EntertainHR: The Long Night Brings Long Hours – Lessons in Wage and Hour Law from True Detective Season 4

The long-awaited return of the hit anthology series, True Detective, is finally back.


In True Detective: Night Country, showrunner Issa Lopez places viewers directly in the heart of Alaska during the polar night, a period of complete darkness lasting two full months. During this period of perpetual night, leads Jodi Foster and Kali Reis, who play Police Chief Liz Danvers and Trooper Evangeline Navarro, respectively, guide us through the investigation of the disappearance of a team of scientists from a remote research station, just outside the fictional town of Ennis, Alaska.

True to the show’s roots, Night Country details the personal and professional lives of its detectives, highlighting the deep-seated tension between Danvers and Navarro, slowly revealing the history between the two as they are forced to work together to solve this puzzling mystery. Lopez also explores the Inupiat people, a group of Indigenous Alaskans, and gives viewers a glimpse into the culture and life of the Inupiat, as the home and well-being of these Indigenous Alaskans are threatened by an oil mine that may or may not be connected to the disappearances.

As with the predecessor seasons, Night Country focuses on the drudgery and strain of conducting an investigation. This includes long hours of work and the need to immediately stop what one is doing to investigate any new developments in the case. An ongoing theme is the dedication of young Officer Pete Prior, played by Finn Bennett, to both the case and the demands of Chief Danvers. Pete is married to Kayla Malee, played by Anna Lambe, with whom he shares a young son. As the officers dive deeper and deeper into their investigation, Pete works longer and longer hours, answering calls from Danvers at all hours and neglecting to return home until the early morning hours. This creates increasing tension between Pete and Kayla, but it also highlights an important aspect of employment law.

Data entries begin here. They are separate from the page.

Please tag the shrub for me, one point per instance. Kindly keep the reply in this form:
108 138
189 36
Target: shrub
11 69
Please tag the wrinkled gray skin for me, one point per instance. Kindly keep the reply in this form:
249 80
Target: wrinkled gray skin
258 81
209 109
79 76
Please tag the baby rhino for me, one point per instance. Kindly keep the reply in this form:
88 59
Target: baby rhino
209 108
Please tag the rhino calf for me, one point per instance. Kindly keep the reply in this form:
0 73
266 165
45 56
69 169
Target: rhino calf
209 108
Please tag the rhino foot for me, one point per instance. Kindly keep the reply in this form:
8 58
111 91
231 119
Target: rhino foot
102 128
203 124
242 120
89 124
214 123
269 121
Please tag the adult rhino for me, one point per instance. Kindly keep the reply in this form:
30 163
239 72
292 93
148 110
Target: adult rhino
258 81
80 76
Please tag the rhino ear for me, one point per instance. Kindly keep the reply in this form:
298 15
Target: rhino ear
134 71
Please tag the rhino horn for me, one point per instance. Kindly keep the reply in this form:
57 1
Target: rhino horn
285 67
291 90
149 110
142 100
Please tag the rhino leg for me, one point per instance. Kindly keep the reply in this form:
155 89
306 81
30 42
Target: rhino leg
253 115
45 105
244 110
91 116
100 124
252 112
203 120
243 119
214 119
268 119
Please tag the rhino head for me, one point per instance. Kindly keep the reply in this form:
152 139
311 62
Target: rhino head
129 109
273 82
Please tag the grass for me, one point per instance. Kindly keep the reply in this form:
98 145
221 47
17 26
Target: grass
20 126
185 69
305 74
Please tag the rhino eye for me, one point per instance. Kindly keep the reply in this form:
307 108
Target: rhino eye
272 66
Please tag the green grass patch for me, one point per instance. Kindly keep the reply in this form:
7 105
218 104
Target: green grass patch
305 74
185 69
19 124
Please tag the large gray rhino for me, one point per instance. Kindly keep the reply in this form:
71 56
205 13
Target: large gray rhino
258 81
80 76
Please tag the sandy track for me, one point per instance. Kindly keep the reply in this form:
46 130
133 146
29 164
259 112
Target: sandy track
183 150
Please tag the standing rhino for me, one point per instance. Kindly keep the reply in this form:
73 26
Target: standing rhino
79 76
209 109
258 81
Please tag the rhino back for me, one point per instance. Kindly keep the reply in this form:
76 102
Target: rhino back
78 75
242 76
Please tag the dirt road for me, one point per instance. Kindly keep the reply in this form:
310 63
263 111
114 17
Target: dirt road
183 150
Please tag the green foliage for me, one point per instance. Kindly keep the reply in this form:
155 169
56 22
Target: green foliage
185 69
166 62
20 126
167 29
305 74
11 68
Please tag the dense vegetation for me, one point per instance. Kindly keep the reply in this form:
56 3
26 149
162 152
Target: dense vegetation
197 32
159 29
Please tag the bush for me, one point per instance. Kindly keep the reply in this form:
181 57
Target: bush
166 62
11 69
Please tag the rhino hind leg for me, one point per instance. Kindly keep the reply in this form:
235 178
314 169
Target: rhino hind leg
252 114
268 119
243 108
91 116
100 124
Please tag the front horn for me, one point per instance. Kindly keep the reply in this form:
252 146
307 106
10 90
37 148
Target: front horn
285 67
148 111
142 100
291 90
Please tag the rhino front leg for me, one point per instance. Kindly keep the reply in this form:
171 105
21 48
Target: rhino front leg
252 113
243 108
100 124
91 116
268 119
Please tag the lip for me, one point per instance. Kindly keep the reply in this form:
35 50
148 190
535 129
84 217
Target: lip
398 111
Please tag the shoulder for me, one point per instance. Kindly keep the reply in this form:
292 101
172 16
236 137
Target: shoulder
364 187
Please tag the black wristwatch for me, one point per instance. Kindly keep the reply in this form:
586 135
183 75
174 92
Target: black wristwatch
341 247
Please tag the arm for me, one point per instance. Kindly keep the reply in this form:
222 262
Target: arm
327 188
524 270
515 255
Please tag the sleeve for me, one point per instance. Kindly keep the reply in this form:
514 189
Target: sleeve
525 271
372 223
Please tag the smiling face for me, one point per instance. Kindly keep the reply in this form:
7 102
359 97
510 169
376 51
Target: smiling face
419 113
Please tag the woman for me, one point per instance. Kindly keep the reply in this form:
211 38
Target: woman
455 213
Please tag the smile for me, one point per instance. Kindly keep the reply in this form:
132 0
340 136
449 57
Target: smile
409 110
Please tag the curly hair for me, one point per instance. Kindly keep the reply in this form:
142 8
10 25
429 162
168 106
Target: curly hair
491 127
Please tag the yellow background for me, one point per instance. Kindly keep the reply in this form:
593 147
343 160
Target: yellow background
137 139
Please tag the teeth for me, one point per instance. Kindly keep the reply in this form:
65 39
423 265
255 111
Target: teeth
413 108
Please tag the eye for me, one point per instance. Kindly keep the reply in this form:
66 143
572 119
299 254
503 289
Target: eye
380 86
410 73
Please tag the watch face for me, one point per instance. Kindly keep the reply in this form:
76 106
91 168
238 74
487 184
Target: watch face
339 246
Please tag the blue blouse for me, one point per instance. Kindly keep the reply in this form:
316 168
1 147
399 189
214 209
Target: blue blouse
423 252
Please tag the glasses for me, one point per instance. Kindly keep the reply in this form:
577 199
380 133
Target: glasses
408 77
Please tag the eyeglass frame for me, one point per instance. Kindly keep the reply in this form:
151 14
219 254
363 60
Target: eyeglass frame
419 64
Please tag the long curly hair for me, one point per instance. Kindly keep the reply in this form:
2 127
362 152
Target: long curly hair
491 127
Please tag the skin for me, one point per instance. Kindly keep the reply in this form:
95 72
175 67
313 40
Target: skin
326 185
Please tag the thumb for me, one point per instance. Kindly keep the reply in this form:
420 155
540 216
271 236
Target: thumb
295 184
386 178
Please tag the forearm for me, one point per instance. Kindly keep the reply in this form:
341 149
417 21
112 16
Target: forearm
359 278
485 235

Long hours are part and parcel of many different occupations. As True Detective showed viewers over the years, police work is no exception. It is important to remember that, although long hours may be part of the job, federal wage and hour laws still apply. More specifically, the Fair Labor Standards Act, FLSA, mandates that all non-exempt employees earn at least the minimum wage for all hours worked in a week. Additionally, for non-exempt employees who work more than 40 hours in a week, employers must pay time and a half for any hours worked over 40. What does this mean for our Pete and Navarro? Well, the long hours they work entitle them to more money. The Ennis Police Department is well advised to ensure it pays its officers accordingly, lest the next investigation the EPD tackles involves the Department of Labor.

Jake Koch is an associate at Fordharrison.